Based in Edinburgh, Scotland, Patrick is a faculty member, as a Chancellor's Fellow, at the University of Edinburgh.  He completed his PhD in philosophy (December 2011) at the University of California, Riverside.  He is interested in metaphysics, ethics, free will and moral responsibility, and philosophy of religion. 

pat.c.todd@gmail.com

The Truth About Freedom: A Reply to Merricks

Patrick Todd & John Martin Fischer

Philosophical Review 120 (1):97 - 115 (2011)

Abstract

In his recent essay in the Philosophical Review, “Truth and Freedom,” Trenton Merricks contends (among other things) that the basic argument for the incompatibility of God's foreknowledge and human freedom is question-begging.
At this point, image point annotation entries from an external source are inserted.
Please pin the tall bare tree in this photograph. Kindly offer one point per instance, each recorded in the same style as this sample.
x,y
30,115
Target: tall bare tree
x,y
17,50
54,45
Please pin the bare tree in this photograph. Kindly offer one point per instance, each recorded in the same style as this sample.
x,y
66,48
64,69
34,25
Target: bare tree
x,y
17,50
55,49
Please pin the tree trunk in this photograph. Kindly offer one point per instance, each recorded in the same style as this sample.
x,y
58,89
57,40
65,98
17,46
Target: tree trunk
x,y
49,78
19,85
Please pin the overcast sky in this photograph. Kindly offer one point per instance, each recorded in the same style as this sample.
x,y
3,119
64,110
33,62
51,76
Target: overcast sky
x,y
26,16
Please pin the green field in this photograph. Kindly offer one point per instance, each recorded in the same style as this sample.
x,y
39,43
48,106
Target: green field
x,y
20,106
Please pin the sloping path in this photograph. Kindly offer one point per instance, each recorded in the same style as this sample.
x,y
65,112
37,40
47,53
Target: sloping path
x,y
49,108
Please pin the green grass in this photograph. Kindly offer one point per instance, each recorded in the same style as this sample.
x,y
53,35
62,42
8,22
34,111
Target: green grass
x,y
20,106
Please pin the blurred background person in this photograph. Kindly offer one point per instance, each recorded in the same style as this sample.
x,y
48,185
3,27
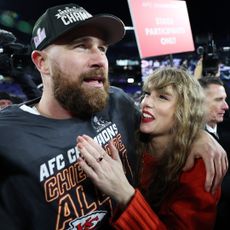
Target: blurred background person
x,y
16,66
5,100
216,106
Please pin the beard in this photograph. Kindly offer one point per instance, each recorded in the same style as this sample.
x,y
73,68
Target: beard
x,y
81,102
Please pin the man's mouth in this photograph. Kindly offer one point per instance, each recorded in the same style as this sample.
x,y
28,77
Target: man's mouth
x,y
94,81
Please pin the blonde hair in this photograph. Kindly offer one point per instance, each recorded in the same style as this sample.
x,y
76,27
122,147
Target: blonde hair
x,y
189,119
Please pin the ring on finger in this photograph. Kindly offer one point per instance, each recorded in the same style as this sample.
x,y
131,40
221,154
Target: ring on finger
x,y
99,159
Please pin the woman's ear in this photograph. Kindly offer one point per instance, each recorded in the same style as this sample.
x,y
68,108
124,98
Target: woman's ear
x,y
39,59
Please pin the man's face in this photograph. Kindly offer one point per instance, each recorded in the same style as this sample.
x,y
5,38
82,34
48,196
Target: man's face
x,y
215,102
79,69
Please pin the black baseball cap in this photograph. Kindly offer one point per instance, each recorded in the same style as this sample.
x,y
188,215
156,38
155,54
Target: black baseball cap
x,y
58,20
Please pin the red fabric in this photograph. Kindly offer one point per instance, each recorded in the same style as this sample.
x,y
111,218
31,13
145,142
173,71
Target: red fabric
x,y
189,208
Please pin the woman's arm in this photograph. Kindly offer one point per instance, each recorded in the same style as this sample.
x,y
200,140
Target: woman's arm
x,y
105,171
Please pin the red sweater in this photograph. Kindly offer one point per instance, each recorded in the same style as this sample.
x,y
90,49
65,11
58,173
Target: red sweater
x,y
190,206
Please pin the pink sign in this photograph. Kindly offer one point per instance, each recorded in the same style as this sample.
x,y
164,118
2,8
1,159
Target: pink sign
x,y
161,27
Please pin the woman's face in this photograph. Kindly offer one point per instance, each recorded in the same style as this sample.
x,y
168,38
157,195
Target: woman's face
x,y
158,109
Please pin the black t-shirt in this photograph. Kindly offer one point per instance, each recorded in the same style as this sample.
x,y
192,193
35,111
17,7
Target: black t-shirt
x,y
41,183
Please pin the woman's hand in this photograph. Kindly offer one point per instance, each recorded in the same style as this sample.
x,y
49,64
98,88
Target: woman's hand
x,y
214,157
106,172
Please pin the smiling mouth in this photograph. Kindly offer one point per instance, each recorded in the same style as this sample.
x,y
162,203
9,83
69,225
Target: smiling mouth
x,y
94,81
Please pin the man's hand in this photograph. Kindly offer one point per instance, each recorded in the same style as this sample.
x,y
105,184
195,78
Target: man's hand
x,y
214,157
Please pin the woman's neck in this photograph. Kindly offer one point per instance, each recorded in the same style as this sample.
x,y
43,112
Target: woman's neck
x,y
160,144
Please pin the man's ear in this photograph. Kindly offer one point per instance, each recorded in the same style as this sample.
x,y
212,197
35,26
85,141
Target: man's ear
x,y
39,59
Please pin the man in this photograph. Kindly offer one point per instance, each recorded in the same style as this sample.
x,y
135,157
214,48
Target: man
x,y
216,104
42,185
215,101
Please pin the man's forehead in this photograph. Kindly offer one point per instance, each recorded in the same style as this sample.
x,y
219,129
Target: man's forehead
x,y
83,34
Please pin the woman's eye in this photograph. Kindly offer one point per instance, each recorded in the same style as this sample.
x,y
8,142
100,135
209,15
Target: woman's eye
x,y
103,49
163,97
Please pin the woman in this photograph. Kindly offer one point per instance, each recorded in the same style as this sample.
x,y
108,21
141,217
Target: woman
x,y
172,115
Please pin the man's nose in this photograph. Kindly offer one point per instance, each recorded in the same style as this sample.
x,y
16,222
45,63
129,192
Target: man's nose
x,y
98,58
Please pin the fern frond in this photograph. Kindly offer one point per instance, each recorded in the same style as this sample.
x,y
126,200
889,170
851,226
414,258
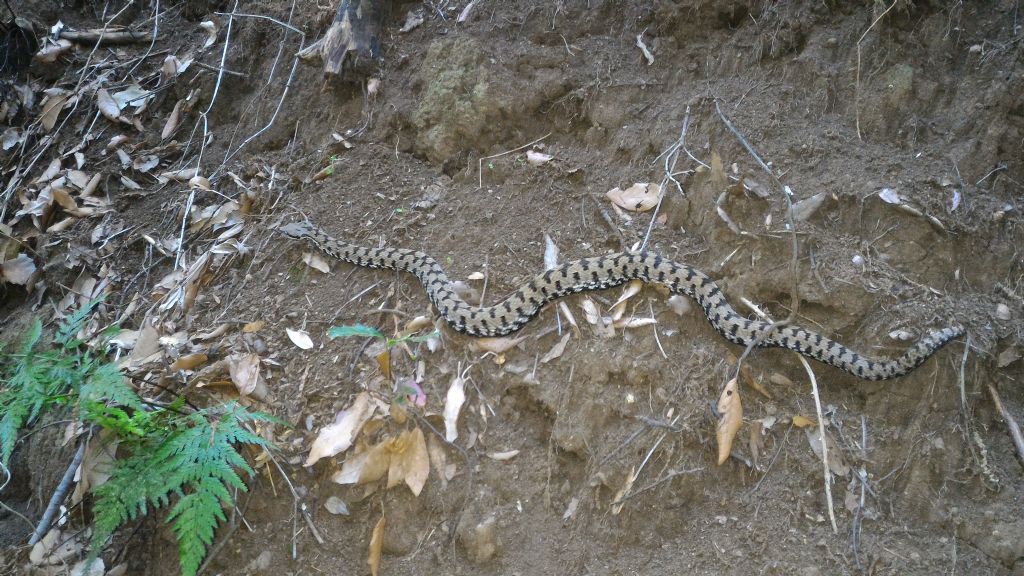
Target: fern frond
x,y
108,384
15,413
194,462
195,518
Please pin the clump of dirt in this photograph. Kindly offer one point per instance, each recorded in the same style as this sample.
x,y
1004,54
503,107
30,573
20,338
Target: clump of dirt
x,y
895,132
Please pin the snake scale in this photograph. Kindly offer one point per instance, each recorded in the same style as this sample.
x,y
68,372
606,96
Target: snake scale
x,y
604,272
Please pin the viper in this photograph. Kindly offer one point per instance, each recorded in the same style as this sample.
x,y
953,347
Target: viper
x,y
604,272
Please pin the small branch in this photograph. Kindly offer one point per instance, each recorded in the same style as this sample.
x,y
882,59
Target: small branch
x,y
786,194
856,89
1015,429
963,387
58,495
824,442
479,163
101,37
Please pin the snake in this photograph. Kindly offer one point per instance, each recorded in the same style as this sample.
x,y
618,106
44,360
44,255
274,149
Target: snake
x,y
597,273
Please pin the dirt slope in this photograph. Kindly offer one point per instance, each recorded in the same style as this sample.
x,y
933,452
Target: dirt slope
x,y
904,127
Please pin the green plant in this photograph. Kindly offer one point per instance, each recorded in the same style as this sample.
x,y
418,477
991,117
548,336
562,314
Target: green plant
x,y
189,458
167,456
364,330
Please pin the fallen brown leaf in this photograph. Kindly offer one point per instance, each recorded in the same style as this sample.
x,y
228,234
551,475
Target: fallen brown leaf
x,y
410,461
730,411
245,372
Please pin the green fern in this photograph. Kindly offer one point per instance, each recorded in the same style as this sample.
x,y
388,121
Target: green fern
x,y
194,460
32,380
188,459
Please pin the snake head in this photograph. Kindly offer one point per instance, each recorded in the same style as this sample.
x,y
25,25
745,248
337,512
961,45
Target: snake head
x,y
298,230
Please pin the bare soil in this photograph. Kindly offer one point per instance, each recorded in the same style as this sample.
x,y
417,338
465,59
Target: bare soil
x,y
844,99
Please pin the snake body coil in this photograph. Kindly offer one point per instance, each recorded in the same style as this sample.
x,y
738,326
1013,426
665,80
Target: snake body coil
x,y
604,272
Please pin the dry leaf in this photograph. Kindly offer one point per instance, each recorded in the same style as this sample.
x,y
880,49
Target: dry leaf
x,y
638,198
51,110
146,344
108,106
338,437
96,465
172,120
730,417
410,461
890,196
497,345
803,421
316,261
453,404
188,362
369,465
502,456
300,338
245,372
376,545
336,505
18,270
627,486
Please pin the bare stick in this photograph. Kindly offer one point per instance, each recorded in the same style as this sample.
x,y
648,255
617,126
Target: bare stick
x,y
671,156
58,495
103,37
284,93
786,194
967,347
856,89
1015,429
824,443
479,163
653,485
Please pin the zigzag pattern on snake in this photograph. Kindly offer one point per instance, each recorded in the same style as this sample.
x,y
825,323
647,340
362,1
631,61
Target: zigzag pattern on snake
x,y
604,272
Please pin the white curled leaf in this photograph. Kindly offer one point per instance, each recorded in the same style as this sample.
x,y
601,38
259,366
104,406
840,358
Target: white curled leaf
x,y
638,198
453,405
535,158
300,338
890,196
338,437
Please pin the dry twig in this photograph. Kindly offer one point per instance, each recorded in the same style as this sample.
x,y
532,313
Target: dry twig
x,y
1015,429
824,442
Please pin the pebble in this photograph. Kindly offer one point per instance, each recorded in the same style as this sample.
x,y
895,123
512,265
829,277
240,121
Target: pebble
x,y
336,505
901,335
479,539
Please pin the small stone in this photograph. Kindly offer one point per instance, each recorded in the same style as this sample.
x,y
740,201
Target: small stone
x,y
901,335
260,563
479,540
1008,357
336,505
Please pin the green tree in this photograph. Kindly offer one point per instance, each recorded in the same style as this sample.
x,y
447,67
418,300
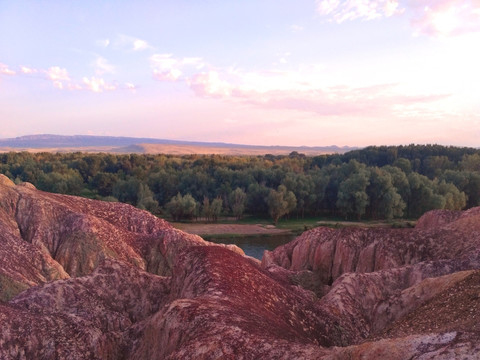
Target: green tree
x,y
182,207
385,202
238,198
352,195
280,202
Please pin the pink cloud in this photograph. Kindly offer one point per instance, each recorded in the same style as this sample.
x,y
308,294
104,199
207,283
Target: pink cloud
x,y
5,70
97,85
276,92
167,68
429,17
445,17
59,77
27,70
343,10
209,84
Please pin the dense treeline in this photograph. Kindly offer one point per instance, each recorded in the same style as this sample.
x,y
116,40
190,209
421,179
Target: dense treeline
x,y
372,183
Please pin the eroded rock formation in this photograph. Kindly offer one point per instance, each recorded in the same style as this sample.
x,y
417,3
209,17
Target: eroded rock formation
x,y
83,279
He relies on a “truism” to the effect that truth depends on the world and not the other way around. The present essay argues that mere invocation of this truism does not establish that the basic argument for incompatibilism is question-begging. Further, it seeks to clarify important elements of the debate, including the fixity-of-the-past premise in the incompatibilist's argument and the Ockhamist response. It sketches some potential links between the issues here and recent work on ontological dependence, and it connects the issues raised by Merricks to important work that has appeared in (among other places) the Philosophical Review.